People tend to get really put out by the idea of complete strangers choosing not to have kids, according to a study published recently in Sex Roles.
Think Transylvanian peasants with torches. Or “Dr. Phil” audiences when the topic is “Sassy 14-Year-Olds Who Think They’re Smarter Than You.”
Leslie Ashburn-Nardo of Indiana University-Purdue University Indianapolis had a crew of undergrad psych students tell study participants that they were researching people’s intuition and how well they can predict the future. Participants were then told a story about married adults. In some versions of the story, the adults had children. In others, they did not. Sometimes the story was about a married woman and sometimes about a married man.
Participants displayed “significantly greater moral outrage” toward all adults — men and women — who chose not to have children. “In other words,” the author concluded, “not having children is seen not only as atypical but also as wrong.”
The study suggests that having kids is seen as a moral imperative, and failing to fulfill expected roles justifies backlash. So: “If you don’t have kids, you’re not normal and I get to judge you for it.”
Except not having kids is becoming increasingly more normal. According to the U.S. Census Bureau’s Current Population Survey, in 2014, 47.6 percent of women ages 15-44 had never had children. This was up from 46.5 percent in 2012 and the highest rate since the Census began tracking that sort of thing in 1976.
Obviously, many of those women will eventually become moms. Many because that’s what they really want. Yay! But sadly, others will become parents simply because that’s what is expected of them. I worry for those women. I worry more for the kids they will have.
Some will work it out (again: yay!), but others will become the headlines that make us gasp. Or they will quietly, desperately spend their lives being miserable and making their children miserable.

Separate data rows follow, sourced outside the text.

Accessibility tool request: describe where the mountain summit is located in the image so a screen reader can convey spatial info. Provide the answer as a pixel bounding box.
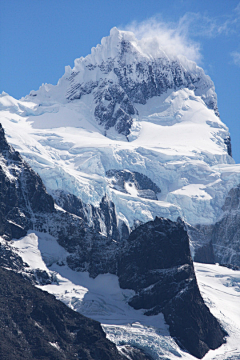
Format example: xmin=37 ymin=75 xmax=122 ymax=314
xmin=28 ymin=27 xmax=220 ymax=136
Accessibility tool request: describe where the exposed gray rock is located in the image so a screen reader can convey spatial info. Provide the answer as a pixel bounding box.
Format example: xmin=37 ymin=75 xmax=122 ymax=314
xmin=0 ymin=124 xmax=54 ymax=241
xmin=187 ymin=184 xmax=240 ymax=266
xmin=190 ymin=185 xmax=240 ymax=266
xmin=52 ymin=190 xmax=128 ymax=241
xmin=224 ymin=136 xmax=232 ymax=157
xmin=94 ymin=84 xmax=135 ymax=136
xmin=194 ymin=242 xmax=215 ymax=264
xmin=187 ymin=223 xmax=215 ymax=264
xmin=106 ymin=169 xmax=161 ymax=200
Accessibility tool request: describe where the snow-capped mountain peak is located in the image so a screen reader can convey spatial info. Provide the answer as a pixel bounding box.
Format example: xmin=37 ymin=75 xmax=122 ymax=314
xmin=0 ymin=27 xmax=238 ymax=230
xmin=26 ymin=27 xmax=219 ymax=134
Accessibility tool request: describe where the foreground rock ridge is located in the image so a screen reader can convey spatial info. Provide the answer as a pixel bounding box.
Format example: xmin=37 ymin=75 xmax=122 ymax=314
xmin=0 ymin=267 xmax=132 ymax=360
xmin=118 ymin=217 xmax=226 ymax=358
xmin=0 ymin=123 xmax=226 ymax=358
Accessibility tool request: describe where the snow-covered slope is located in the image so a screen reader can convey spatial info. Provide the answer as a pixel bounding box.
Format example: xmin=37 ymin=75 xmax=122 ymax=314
xmin=0 ymin=27 xmax=239 ymax=229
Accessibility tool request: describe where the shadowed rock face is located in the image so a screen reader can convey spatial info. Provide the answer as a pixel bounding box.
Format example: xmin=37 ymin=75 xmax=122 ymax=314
xmin=189 ymin=185 xmax=240 ymax=267
xmin=194 ymin=242 xmax=215 ymax=264
xmin=0 ymin=124 xmax=54 ymax=240
xmin=0 ymin=123 xmax=226 ymax=358
xmin=187 ymin=223 xmax=216 ymax=264
xmin=52 ymin=190 xmax=128 ymax=242
xmin=118 ymin=217 xmax=226 ymax=359
xmin=0 ymin=267 xmax=129 ymax=360
xmin=224 ymin=136 xmax=232 ymax=157
xmin=211 ymin=185 xmax=240 ymax=266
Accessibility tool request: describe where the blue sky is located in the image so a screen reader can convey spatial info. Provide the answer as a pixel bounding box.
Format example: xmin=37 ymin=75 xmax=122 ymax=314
xmin=1 ymin=0 xmax=240 ymax=160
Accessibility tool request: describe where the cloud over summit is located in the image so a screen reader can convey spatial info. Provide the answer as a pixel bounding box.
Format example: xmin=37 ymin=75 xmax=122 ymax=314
xmin=122 ymin=17 xmax=202 ymax=63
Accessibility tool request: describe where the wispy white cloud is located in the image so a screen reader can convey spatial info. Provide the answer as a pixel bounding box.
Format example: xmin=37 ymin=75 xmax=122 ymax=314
xmin=235 ymin=2 xmax=240 ymax=15
xmin=231 ymin=51 xmax=240 ymax=66
xmin=179 ymin=10 xmax=240 ymax=38
xmin=121 ymin=6 xmax=240 ymax=66
xmin=122 ymin=17 xmax=201 ymax=63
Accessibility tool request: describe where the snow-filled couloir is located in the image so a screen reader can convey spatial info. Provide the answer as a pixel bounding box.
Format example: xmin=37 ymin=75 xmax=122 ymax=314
xmin=0 ymin=27 xmax=240 ymax=229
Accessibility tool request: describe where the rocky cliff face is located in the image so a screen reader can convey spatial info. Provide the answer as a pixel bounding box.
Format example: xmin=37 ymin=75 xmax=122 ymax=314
xmin=52 ymin=190 xmax=129 ymax=241
xmin=188 ymin=185 xmax=240 ymax=267
xmin=211 ymin=185 xmax=240 ymax=266
xmin=187 ymin=223 xmax=216 ymax=264
xmin=0 ymin=124 xmax=54 ymax=240
xmin=118 ymin=217 xmax=225 ymax=359
xmin=106 ymin=169 xmax=161 ymax=200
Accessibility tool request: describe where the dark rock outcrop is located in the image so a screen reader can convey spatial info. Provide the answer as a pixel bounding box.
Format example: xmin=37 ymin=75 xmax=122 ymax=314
xmin=212 ymin=190 xmax=240 ymax=266
xmin=0 ymin=124 xmax=54 ymax=240
xmin=118 ymin=217 xmax=226 ymax=359
xmin=106 ymin=169 xmax=161 ymax=200
xmin=52 ymin=190 xmax=128 ymax=241
xmin=224 ymin=136 xmax=232 ymax=157
xmin=221 ymin=263 xmax=240 ymax=270
xmin=194 ymin=242 xmax=215 ymax=264
xmin=190 ymin=185 xmax=240 ymax=267
xmin=0 ymin=267 xmax=129 ymax=360
xmin=0 ymin=240 xmax=27 ymax=272
xmin=94 ymin=84 xmax=134 ymax=136
xmin=187 ymin=223 xmax=215 ymax=264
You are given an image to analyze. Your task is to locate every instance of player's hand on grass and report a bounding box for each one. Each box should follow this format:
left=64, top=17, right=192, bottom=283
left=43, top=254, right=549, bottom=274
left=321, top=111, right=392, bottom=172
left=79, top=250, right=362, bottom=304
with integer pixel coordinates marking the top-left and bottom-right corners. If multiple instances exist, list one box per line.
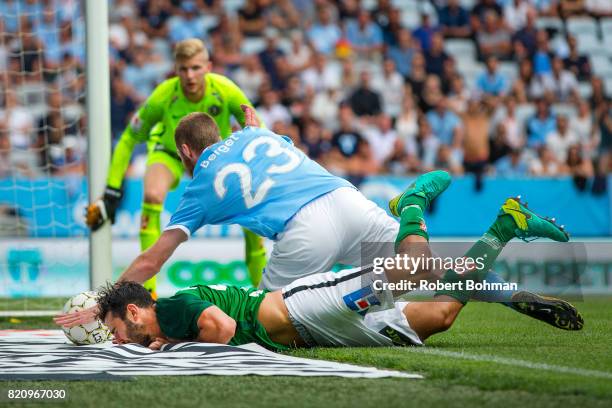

I can’t read hearts and minds. I have no idea which person will have which experience with parenting. But if someone tells me that having kids isn’t for them, I think it’s wise to trust that.
I’ve been there
I’ve been on both sides. I was married nearly 10 years before I had kids. I got the judging looks and questions from people who had no business speculating on my uterus’ to-do list.
And when the time seemed right, we had kids. I don’t regret that choice for a second.
I’m glad I waited, though. Having kids in my 20s would not have been a smart move for so many reasons. And if I had never chosen to have kids, I think I would have been perfectly happy with my life.
Not having kids (right now or even ever) isn’t a moral outrage. Sometimes, it’s just being self-aware and responsible.